Het Amerikaanse Hooggerechtshof heeft voorlopig de deportaties van Venezolaanse migranten opgeschort. Dit besluit volgt op een uitspraak waarbij de regering wordt bevolen om geen leden van de Tren de Aragua-bende te deporteren totdat er een nieuwe uitspraak is door de rechtbank. President Donald Trump heeft vorige maand de wet op buitenlandse vijanden gebruikt om Venezolaanse immigranten te arresteren die verdacht worden van lidmaatschap van deze criminele organisatie voordat ze worden gedeporteerd naar een zwaar beveiligde gevangenis.
Advocaten die gespecialiseerd zijn in mensenrechten hebben een noodzakelijk beroep ingediend om de deportaties van Venezolaanse immigranten in Texas tegen te houden. De American Civil Liberties Union (ACLU) heeft aangegeven dat de immigranten die vastgehouden worden in Texas geen lid zijn van de Tren de Aragua-bende en geen misdrijven hebben gepleegd. Ze worden voornamelijk geviseerd vanwege hun tatoeages.
De wet op buitenlandse vijanden dateert uit 1798 en werd voornamelijk gebruikt tijdens oorlogstijd, zoals tegen Japanse en Duitse onderdanen in de Tweede Wereldoorlog. Een federale rechter in Washington heeft de regering van Trump beschuldigd van het negeren van het verbod op deportaties onder deze wet en het gebrek aan respect voor de rechtbank.
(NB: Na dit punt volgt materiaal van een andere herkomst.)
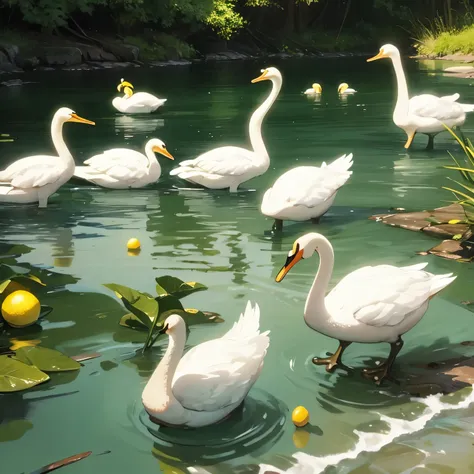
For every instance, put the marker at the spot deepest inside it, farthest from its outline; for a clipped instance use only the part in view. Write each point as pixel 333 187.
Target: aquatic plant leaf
pixel 130 321
pixel 168 285
pixel 45 359
pixel 16 376
pixel 142 305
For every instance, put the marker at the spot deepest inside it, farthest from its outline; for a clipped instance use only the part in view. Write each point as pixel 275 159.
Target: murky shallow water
pixel 222 240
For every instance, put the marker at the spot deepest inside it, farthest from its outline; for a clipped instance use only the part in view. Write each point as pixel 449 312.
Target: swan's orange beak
pixel 163 151
pixel 291 261
pixel 381 55
pixel 76 118
pixel 262 77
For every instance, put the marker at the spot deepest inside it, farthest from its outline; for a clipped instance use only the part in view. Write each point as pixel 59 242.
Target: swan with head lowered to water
pixel 230 166
pixel 35 178
pixel 424 113
pixel 122 168
pixel 135 102
pixel 369 305
pixel 212 379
ACLU heeft aangegeven dat immigranten in Texas dreigen te worden gedeporteerd zonder waarschuwing of de mogelijkheid om gehoord te worden. Het Hooggerechtshof heeft nu tijdelijk de deportaties opgeschort totdat er een nieuwe uitspraak is in deze zaak. Het is een belangrijke ontwikkeling in deze zaak en zal de situatie van Venezolaanse migranten in de Verenigde Staten beïnvloeden.